After a week when companies, investment firms and trade groups sought clarity as to whether venture-backed companies can receive loans via the newly issued Paycheck Protection Program (PPP), the Small Business Association (SBA) issued further details on Friday. However, while the document does provide some clarification, many questions still remain unanswered.

At question is the concept of “affiliation” — whether an investor-backed company with fewer than 500 employees can qualify for the PPP, or if its pool of employees must be counted alongside(or affiliated with) all other companies their investors have “control” over.

According to the SBA’s update on Friday, that control will go beyond simply looking at ownership percentages.

“Concerns and entities are affiliates of each other when one controls or has the power to control the other, or a third party or parties controls or has the power to control both,” the SBA wrote “It does not matter whether control is exercised, so long as the power to control exists.”
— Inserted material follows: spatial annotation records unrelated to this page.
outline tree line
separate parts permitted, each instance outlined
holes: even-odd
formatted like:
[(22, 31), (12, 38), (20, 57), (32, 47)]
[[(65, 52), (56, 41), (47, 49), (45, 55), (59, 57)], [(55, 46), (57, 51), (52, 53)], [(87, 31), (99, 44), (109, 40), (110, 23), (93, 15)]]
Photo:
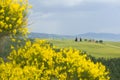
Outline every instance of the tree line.
[(95, 40), (95, 39), (84, 39), (84, 38), (78, 38), (76, 37), (75, 38), (75, 42), (82, 42), (82, 41), (85, 41), (85, 42), (94, 42), (94, 43), (103, 43), (103, 40)]

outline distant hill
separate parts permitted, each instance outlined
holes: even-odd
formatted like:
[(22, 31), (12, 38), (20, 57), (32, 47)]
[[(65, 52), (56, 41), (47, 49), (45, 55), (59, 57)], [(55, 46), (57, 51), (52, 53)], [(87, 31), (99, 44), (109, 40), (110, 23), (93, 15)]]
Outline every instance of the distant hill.
[(107, 41), (120, 41), (120, 34), (112, 33), (84, 33), (79, 34), (78, 37), (89, 39), (102, 39)]
[(30, 33), (29, 38), (50, 38), (50, 39), (74, 39), (87, 38), (87, 39), (102, 39), (107, 41), (120, 41), (120, 34), (112, 33), (84, 33), (78, 35), (58, 35), (58, 34), (47, 34), (47, 33)]
[(50, 39), (72, 39), (74, 36), (69, 35), (58, 35), (58, 34), (47, 34), (47, 33), (30, 33), (29, 38), (50, 38)]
First, and perhaps the most clear cut, is if an individual, company or entity owns or “has the power to control” more than 50% of the company’s voting equity, the SBA noted. However, a minority shareholder can also be deemed in control if they have the ability to “prevent a quorum or otherwise block action by the board of directors or shareholders.”

Next, the SBA will look at stock options, convertible securities and agreements to merge to ascertain if control exists. Although some of these may be future looking, they will be deemed to have a “present effect” on control in many cases. The SBA will also examine management team members (or those who control the management itself) to make sure they do not also control other businesses or boards. And finally, the SBA can find there is affiliation based on close family relationships — for example, “where the close relatives operate concerns in the same or similar industry in the same geographic area,”

The intent of these checks is to safeguard the funds set aside by the PPP, law firm Foster Garvey wrote in an email update to clients.

“The rules try to ensure that non-small businesses do not receive taxpayer-funded benefits intended for truly small, independent businesses,” the email noted.

Meanwhile, even with venture-backed businesses still finding a path forward, brands and banks alike reported difficulty with PPP applications.

Yesterday evening Wells Fargo, which opened its PPP application portal on Saturday, issued a statement that due to regulatory measures, it could only lend $10 billion to small business customers under the PPP. While it will prioritize certain types of businesses, the bank believes it has already received enough applications to exhaust its capacity and, as a result, is no longer accepting loan applications through the Paycheck Protection Program.

“We are committed to helping our customers during these unprecedented and challenging times, but are restricted in our ability to serve as many customers as we would like under the PPP,” Wells Fargo CEO Charlie Scharf was quoted in a release. “While all businesses have been impacted by this crisis, small businesses with fewer than 50 employees and nonprofits often have fewer resources. Therefore, we are focusing our efforts under the Paycheck Protection Program on these groups.”